Blade Runner: Black Lotus Review – Stylish But Familiar Return To Futuristic LA

For a sci-fi franchise as beloved and influential as Blade Runner, it's notable just how commercially unsuccessful it has been. Ridley Scott's groundbreaking 1982 adaptation of the Phillip K. Dick novel was a notorious box office failure at the time, and only found success years later when the Director's Cut was finally released. It took 35 years for an official movie sequel--2017's Blade Runner 2049--and that too was a commercial disappointment. And yet, the world of Blade Runner maintains an irresistible and intoxicating pull on writers, artists, and filmmakers. Following the release of 2049 prequel short, Blade Runner Black Out 2022, another animated Blade Runner project is here.

Blade Runner: Black Lotus is a 13-episode anime series from directors Shinji Aramaki and Kenji Kamiyama, who previously collaborated on Netflix's Ghost in the Shell: SAC_2045. It's set in 2032--between the two movies--and focuses on a young woman named Elle (voiced by Iron Fist's Jessica Henwick in the US dub), who wakes up in the back of a truck with no memory of who she is and a black lotus tattooed on her shoulder. She escapes with a mysterious piece of technology, and heads into the neon-drenched, rain-swept streets of Los Angeles to discover her true identity.
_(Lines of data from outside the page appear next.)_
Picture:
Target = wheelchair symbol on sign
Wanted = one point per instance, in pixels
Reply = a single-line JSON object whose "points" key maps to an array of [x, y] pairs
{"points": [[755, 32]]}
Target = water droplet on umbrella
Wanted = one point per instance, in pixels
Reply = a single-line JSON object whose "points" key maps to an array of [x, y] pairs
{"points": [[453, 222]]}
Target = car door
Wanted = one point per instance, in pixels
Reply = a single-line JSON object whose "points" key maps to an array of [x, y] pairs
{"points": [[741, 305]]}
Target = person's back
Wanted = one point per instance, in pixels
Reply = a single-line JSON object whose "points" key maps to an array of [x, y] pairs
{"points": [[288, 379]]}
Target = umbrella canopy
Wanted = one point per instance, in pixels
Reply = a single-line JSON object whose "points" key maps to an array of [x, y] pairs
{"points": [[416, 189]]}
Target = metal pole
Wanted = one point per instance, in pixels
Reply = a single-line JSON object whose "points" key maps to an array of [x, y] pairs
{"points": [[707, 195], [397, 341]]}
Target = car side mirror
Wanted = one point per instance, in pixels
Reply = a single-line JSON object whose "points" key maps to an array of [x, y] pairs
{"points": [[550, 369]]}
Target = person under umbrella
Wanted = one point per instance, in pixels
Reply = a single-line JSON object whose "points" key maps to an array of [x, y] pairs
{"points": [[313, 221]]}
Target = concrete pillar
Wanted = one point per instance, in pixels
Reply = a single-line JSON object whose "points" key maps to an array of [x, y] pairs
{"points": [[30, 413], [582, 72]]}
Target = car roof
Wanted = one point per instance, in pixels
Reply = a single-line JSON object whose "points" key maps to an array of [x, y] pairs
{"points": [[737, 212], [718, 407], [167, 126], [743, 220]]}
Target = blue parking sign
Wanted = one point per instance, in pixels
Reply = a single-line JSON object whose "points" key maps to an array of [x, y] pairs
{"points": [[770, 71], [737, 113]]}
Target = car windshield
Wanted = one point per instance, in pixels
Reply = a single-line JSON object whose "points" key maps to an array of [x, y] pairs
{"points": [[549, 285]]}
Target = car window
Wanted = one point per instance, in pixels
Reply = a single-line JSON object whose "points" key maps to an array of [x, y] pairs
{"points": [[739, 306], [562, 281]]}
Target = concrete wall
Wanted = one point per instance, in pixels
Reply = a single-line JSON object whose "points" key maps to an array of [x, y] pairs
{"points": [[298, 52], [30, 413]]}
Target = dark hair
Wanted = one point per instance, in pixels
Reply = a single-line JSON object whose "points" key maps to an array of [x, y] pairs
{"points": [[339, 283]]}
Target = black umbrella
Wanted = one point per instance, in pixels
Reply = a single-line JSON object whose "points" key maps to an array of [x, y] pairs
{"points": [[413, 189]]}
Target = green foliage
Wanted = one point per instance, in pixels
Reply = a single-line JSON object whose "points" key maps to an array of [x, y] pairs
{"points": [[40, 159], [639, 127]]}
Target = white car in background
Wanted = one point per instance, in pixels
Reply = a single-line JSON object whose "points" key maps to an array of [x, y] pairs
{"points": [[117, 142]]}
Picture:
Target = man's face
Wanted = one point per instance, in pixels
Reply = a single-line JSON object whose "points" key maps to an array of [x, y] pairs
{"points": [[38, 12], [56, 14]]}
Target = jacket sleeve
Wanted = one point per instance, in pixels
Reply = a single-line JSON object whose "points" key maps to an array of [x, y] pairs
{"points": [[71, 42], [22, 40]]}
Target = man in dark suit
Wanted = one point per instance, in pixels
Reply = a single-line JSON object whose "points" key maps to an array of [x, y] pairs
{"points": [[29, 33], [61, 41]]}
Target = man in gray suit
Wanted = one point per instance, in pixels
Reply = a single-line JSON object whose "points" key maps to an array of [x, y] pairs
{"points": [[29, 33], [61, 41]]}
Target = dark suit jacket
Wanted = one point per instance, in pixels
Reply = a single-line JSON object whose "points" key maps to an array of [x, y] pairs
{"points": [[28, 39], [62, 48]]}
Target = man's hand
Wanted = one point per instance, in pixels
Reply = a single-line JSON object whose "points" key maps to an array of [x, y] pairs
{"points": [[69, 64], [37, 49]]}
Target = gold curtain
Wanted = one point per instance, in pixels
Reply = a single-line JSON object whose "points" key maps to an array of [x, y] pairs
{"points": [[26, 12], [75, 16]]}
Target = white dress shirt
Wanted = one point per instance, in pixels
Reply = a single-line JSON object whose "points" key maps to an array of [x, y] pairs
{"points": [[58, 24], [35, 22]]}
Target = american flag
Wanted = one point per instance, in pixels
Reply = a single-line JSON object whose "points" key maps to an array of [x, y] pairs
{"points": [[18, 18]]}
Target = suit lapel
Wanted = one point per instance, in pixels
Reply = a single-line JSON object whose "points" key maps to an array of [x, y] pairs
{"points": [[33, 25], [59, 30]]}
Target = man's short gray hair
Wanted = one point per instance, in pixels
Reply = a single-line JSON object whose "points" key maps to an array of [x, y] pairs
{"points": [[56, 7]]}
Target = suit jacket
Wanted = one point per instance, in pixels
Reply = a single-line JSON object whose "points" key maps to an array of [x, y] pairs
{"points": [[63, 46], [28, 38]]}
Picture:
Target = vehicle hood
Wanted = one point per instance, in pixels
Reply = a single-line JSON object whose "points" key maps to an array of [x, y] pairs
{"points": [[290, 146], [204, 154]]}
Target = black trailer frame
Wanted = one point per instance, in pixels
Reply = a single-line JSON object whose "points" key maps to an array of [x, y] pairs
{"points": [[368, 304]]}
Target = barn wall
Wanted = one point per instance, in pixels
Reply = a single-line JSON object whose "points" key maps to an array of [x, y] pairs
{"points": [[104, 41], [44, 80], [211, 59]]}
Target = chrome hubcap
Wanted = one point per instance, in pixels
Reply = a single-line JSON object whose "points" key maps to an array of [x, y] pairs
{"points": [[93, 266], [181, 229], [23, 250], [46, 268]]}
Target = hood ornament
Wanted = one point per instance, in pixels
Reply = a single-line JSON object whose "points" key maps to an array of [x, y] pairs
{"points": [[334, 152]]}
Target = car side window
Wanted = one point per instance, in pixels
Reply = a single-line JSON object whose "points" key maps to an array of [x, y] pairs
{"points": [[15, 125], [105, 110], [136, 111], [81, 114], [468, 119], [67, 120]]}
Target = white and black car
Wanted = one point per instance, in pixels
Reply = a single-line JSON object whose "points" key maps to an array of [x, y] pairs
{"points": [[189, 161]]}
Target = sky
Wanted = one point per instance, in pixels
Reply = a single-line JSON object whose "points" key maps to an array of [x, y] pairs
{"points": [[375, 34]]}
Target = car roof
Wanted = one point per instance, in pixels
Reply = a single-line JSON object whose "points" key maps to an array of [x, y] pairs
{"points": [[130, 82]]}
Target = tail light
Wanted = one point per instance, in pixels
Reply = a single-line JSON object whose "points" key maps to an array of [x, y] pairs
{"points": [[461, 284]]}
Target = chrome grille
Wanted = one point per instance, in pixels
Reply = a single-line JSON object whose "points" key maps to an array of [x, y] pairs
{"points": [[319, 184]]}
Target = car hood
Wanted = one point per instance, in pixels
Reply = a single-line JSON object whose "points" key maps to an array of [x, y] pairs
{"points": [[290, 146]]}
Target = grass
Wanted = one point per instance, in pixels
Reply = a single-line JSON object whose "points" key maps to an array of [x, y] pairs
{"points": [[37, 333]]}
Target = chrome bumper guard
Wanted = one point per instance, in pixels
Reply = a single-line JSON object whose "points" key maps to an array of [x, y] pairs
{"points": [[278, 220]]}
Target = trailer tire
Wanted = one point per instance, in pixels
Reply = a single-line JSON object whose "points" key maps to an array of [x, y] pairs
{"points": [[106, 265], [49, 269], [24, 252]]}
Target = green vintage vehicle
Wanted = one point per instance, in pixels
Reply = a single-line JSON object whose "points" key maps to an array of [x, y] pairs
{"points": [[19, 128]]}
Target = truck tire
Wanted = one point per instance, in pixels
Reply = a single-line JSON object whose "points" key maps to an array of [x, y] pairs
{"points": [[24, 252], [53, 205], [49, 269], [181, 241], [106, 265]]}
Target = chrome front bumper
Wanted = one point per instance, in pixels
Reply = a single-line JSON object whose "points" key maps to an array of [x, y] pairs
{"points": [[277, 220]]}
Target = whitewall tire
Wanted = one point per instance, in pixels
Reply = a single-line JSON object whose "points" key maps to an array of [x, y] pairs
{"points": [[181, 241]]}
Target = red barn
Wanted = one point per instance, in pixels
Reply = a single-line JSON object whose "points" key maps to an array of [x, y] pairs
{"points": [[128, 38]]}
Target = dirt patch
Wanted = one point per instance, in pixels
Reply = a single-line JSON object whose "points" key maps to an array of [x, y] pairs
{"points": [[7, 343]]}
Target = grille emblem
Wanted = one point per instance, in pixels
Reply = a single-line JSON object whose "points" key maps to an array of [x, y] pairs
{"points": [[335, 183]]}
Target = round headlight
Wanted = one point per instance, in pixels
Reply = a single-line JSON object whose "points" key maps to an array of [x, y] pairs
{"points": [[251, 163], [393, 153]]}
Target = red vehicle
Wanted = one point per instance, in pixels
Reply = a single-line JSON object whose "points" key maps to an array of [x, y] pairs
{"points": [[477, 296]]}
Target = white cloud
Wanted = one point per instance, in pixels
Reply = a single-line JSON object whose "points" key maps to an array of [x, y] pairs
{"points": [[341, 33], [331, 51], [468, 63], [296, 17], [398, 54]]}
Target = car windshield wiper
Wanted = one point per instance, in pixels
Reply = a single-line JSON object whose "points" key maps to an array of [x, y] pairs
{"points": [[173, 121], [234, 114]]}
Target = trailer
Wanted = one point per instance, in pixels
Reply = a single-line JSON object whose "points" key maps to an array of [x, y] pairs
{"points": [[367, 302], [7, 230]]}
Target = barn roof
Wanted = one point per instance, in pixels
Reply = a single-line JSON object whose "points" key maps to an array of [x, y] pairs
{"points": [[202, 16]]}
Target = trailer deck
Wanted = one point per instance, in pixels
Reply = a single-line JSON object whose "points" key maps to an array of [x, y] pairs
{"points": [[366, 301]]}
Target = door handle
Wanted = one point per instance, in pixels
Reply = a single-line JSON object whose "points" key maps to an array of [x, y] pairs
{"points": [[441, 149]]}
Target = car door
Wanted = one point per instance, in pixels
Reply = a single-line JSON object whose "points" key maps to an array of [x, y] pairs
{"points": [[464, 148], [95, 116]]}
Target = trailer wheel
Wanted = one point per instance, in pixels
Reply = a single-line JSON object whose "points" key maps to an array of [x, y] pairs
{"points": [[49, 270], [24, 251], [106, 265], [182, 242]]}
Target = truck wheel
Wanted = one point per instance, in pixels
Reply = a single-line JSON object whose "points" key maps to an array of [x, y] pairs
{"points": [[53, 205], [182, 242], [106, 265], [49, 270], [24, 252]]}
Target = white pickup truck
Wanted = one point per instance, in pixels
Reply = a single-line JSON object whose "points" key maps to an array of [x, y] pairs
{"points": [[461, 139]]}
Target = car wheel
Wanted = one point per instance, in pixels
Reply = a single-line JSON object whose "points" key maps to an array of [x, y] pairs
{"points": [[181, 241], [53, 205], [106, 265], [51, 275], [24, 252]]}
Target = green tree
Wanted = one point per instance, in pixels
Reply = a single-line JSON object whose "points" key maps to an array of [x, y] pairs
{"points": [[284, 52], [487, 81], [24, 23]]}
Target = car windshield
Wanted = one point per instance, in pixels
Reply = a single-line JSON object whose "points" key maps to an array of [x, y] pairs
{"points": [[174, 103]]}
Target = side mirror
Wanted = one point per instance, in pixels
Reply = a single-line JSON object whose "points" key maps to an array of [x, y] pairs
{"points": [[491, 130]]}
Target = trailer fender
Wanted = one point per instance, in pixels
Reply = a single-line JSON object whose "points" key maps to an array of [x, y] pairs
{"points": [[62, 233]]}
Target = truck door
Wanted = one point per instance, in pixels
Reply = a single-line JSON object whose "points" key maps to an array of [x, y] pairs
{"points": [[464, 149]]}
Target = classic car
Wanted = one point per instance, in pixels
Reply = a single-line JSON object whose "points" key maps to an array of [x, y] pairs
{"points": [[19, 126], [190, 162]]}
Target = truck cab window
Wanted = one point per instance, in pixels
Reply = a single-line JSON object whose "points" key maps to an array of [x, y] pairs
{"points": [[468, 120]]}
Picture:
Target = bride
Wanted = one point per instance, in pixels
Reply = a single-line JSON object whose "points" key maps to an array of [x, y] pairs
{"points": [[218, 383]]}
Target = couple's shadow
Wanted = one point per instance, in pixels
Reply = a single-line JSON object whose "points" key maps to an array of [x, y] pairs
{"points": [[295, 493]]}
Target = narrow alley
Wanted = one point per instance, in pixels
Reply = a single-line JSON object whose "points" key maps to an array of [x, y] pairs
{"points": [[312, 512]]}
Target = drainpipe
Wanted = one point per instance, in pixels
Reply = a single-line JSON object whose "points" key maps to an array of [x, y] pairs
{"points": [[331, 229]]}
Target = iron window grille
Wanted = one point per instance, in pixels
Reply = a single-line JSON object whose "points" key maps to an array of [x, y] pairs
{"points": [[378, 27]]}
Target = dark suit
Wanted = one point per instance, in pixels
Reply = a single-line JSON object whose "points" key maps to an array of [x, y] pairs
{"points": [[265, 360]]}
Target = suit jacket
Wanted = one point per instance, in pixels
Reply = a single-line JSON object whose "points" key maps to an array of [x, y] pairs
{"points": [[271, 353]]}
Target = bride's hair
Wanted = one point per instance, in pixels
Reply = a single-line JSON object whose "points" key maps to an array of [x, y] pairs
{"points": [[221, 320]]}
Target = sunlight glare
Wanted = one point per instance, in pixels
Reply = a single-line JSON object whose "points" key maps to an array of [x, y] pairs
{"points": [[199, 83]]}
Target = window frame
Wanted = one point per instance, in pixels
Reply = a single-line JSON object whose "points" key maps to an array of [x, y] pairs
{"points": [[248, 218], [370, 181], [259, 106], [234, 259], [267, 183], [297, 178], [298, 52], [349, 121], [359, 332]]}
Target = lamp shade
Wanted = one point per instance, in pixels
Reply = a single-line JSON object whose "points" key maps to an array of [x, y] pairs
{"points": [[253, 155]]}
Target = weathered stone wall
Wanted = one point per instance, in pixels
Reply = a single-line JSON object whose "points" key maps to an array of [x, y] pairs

Black Lotus does an impressive job of immediately immersing the viewer in the urban dystopia and cyberpunk cityscapes that were brought so vividly to life in Scott's original movie. From the dizzying shots of a dark sky filled with neon adverts and flying spinner ships to Michael Hodges and Gerald Trottman's variation on Vangelis's classic synthesiser score, there's no mistaking that this is Blade Runner.